StarWind HCA is one of the 10 coolest HCI systems of 2019 (so far)

scottalanmiller

@dyasny said in StarWind HCA is one of the 10 coolest HCI systems of 2019 (so far):

The only viable use case is having those VMs accessing blocks stored locally

Not the only one, but the assumption is that any HC system worth its salt does this essentially all of the time. It's not technically a requirement for being HC, but it would be downright idiotic for it to do anything else (except for in a failover state.) The problem with HC alternatives is that they all do the thing that would be idiotic for HC to do as their only option.

FATeknollogee

Curious question...what happened to Starwind vSAN for Linux (KVM), is that not a thing anymore?

scottalanmiller

@FATeknollogee said in StarWind HCA is one of the 10 coolest HCI systems of 2019 (so far):

Curious question...what happened to Starwind vSAN for Linux (KVM), is that not a thing anymore?

It is for sure, they talked about it at MangoCon

FATeknollogee

@scottalanmiller said in StarWind HCA is one of the 10 coolest HCI systems of 2019 (so far):

@FATeknollogee said in StarWind HCA is one of the 10 coolest HCI systems of 2019 (so far):

Curious question...what happened to Starwind vSAN for Linux (KVM), is that not a thing anymore?

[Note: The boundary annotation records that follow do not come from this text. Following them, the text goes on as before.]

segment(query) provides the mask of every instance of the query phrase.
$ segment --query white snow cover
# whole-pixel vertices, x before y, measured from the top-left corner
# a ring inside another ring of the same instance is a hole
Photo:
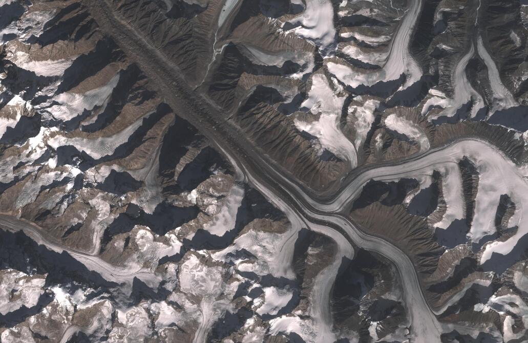
[[[422,158],[394,166],[384,166],[368,170],[351,183],[335,200],[324,205],[320,209],[335,211],[350,199],[355,198],[361,191],[358,185],[364,184],[370,179],[393,180],[401,177],[412,177],[414,175],[432,174],[438,170],[447,179],[444,194],[448,198],[447,213],[445,215],[449,220],[437,223],[437,227],[448,225],[451,218],[463,217],[463,197],[461,183],[457,173],[458,164],[466,156],[476,166],[479,174],[478,189],[475,198],[475,215],[468,234],[471,242],[479,242],[482,237],[496,232],[495,215],[501,195],[510,195],[515,204],[515,213],[510,218],[508,226],[517,226],[514,234],[504,242],[494,241],[487,243],[483,248],[480,263],[484,263],[496,253],[506,255],[511,252],[518,240],[528,234],[528,166],[518,166],[497,148],[476,139],[466,139],[452,144],[444,149],[424,156]],[[452,167],[448,167],[451,165]],[[450,178],[456,177],[457,180]],[[444,181],[442,181],[444,182]],[[447,189],[446,190],[446,189]],[[458,192],[459,195],[454,195]],[[451,208],[450,209],[450,206]]]
[[[15,119],[11,119],[0,117],[0,138],[4,136],[4,134],[5,133],[8,127],[15,127],[16,123],[20,120],[23,112],[26,111],[30,111],[32,106],[29,101],[24,101],[20,96],[15,95],[9,101],[5,108],[7,109],[10,108],[12,108],[16,112],[16,117]]]
[[[288,21],[300,24],[292,31],[314,42],[324,51],[334,44],[336,31],[334,27],[334,8],[329,0],[307,0],[306,8],[299,16]]]
[[[200,297],[216,297],[224,287],[223,272],[219,266],[208,266],[194,254],[182,264],[178,277],[180,289]]]
[[[257,259],[252,263],[245,260],[236,261],[235,265],[239,270],[293,279],[295,274],[291,262],[293,260],[293,245],[297,234],[297,230],[291,228],[282,234],[249,230],[237,237],[232,244],[215,253],[213,256],[216,260],[225,261],[229,253],[244,249]],[[285,263],[286,261],[289,263]]]
[[[382,44],[389,42],[391,39],[390,36],[369,36],[357,31],[343,32],[340,35],[343,38],[354,37],[359,41],[366,43],[373,47],[379,46]]]
[[[312,80],[308,98],[301,106],[309,109],[314,115],[318,115],[319,120],[308,123],[296,118],[294,123],[299,130],[318,138],[323,147],[344,159],[352,168],[355,168],[357,165],[356,149],[338,127],[345,97],[334,93],[323,74],[314,75]]]
[[[45,282],[45,275],[31,276],[13,269],[0,271],[0,313],[5,316],[22,305],[28,308],[35,306],[44,293]]]
[[[4,1],[3,3],[0,2],[2,4],[0,5],[12,2],[13,2]],[[9,34],[16,35],[18,40],[21,42],[25,42],[32,35],[39,36],[43,31],[44,25],[53,17],[55,12],[55,10],[31,11],[32,9],[31,7],[30,9],[30,13],[26,12],[20,20],[14,21],[5,28],[0,30],[0,44],[8,44],[8,41],[4,40],[4,36]]]
[[[419,16],[421,3],[420,0],[411,2],[410,7],[404,15],[391,43],[389,56],[381,69],[362,74],[353,71],[348,66],[328,62],[326,64],[328,71],[340,81],[353,88],[361,84],[371,86],[379,81],[397,80],[402,74],[407,77],[403,86],[404,89],[418,81],[422,75],[422,70],[411,54],[409,45],[412,31]],[[371,15],[370,11],[366,10],[364,14]]]
[[[97,138],[69,138],[58,135],[49,139],[48,144],[54,149],[62,146],[71,145],[79,151],[84,151],[93,158],[99,159],[114,154],[118,147],[126,143],[130,136],[141,126],[143,119],[147,118],[150,114],[140,118],[128,127],[112,136]]]
[[[422,108],[422,114],[426,115],[435,107],[444,108],[444,110],[435,116],[429,116],[429,120],[440,117],[452,117],[460,107],[470,102],[473,105],[470,115],[471,118],[475,118],[478,111],[484,108],[484,102],[482,97],[473,89],[466,75],[466,68],[474,52],[475,49],[472,45],[467,53],[460,58],[453,70],[451,75],[453,85],[452,98],[448,98],[444,92],[438,90],[429,90],[429,93],[432,96],[426,101]]]
[[[291,291],[287,289],[271,287],[265,287],[262,290],[264,291],[264,303],[257,310],[257,313],[261,316],[276,315],[288,304],[293,297]]]
[[[423,129],[418,125],[394,113],[389,115],[385,118],[385,126],[389,130],[395,131],[405,136],[410,140],[420,145],[420,152],[429,150],[429,139]]]
[[[81,171],[77,168],[71,167],[68,170],[64,172],[53,171],[39,174],[34,177],[32,182],[24,184],[15,202],[15,207],[20,208],[34,202],[40,193],[41,187],[43,186],[48,186],[54,181],[59,181],[64,178],[68,177],[71,179],[71,186],[73,186],[75,177],[80,173]]]
[[[29,54],[23,51],[13,51],[13,56],[8,58],[17,66],[26,70],[32,71],[39,76],[60,76],[64,71],[71,65],[76,56],[62,60],[46,60],[35,61]]]
[[[144,341],[152,337],[150,319],[142,304],[126,310],[117,310],[117,320],[123,326],[114,326],[108,335],[109,342],[133,343]]]
[[[518,106],[518,103],[515,101],[510,90],[503,84],[497,65],[484,47],[482,37],[480,36],[479,36],[478,39],[477,40],[477,50],[478,51],[478,54],[484,60],[486,66],[487,67],[489,87],[494,96],[492,111]]]
[[[375,51],[369,51],[364,52],[361,48],[356,46],[354,43],[351,43],[343,46],[341,50],[343,53],[347,55],[353,59],[361,61],[365,63],[374,64],[375,65],[382,66],[387,60],[389,56],[388,51],[382,51],[376,52]]]
[[[143,261],[157,261],[165,256],[172,256],[180,252],[182,242],[176,235],[167,233],[165,236],[168,238],[169,244],[155,242],[154,235],[150,230],[142,228],[136,233],[135,240],[139,249],[139,255]],[[156,235],[157,237],[157,235]]]
[[[226,232],[234,230],[237,221],[237,213],[243,198],[243,187],[235,182],[229,190],[224,206],[220,212],[214,216],[213,220],[204,225],[204,230],[220,237],[223,236]]]
[[[27,326],[9,328],[2,333],[0,341],[2,343],[35,343],[33,334]]]
[[[311,73],[315,66],[314,54],[311,52],[301,51],[285,51],[279,52],[265,51],[258,47],[246,44],[244,47],[247,50],[240,49],[240,52],[256,64],[260,65],[275,65],[279,68],[285,62],[291,61],[302,66],[306,64],[306,68],[298,72],[287,75],[294,79],[301,79],[303,76]]]
[[[513,274],[513,283],[521,291],[528,293],[528,276],[525,274],[516,271]]]
[[[81,115],[84,110],[92,110],[96,106],[106,103],[119,80],[119,75],[117,74],[107,84],[86,93],[59,94],[52,99],[52,101],[58,104],[45,110],[56,119],[69,120]]]
[[[361,98],[357,100],[361,101]],[[354,128],[356,130],[356,137],[354,140],[354,146],[356,149],[361,149],[363,146],[374,122],[374,112],[379,106],[379,101],[369,99],[361,106],[351,105],[348,107],[349,118],[353,116],[355,118]]]
[[[510,315],[504,318],[503,323],[503,329],[504,332],[504,341],[507,342],[512,339],[521,338],[526,331],[528,327],[528,306],[523,300],[522,298],[514,294],[508,294],[504,296],[492,296],[488,301],[488,306],[501,315],[512,313],[520,317],[524,327],[524,330],[521,330],[517,334],[513,333],[513,325],[514,320]]]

It is for sure, they talked about it at MangoCon

OK..wonder how Starwind HCA/vSAN compares to VMware vSAN!

scottalanmiller

@FATeknollogee said in StarWind HCA is one of the 10 coolest HCI systems of 2019 (so far):

@scottalanmiller said in StarWind HCA is one of the 10 coolest HCI systems of 2019 (so far):

@FATeknollogee said in StarWind HCA is one of the 10 coolest HCI systems of 2019 (so far):

Curious question...what happened to Starwind vSAN for Linux (KVM), is that not a thing anymore?

It is for sure, they talked about it at MangoCon

OK..wonder how Starwind HCA/vSAN compares to VMware vSAN!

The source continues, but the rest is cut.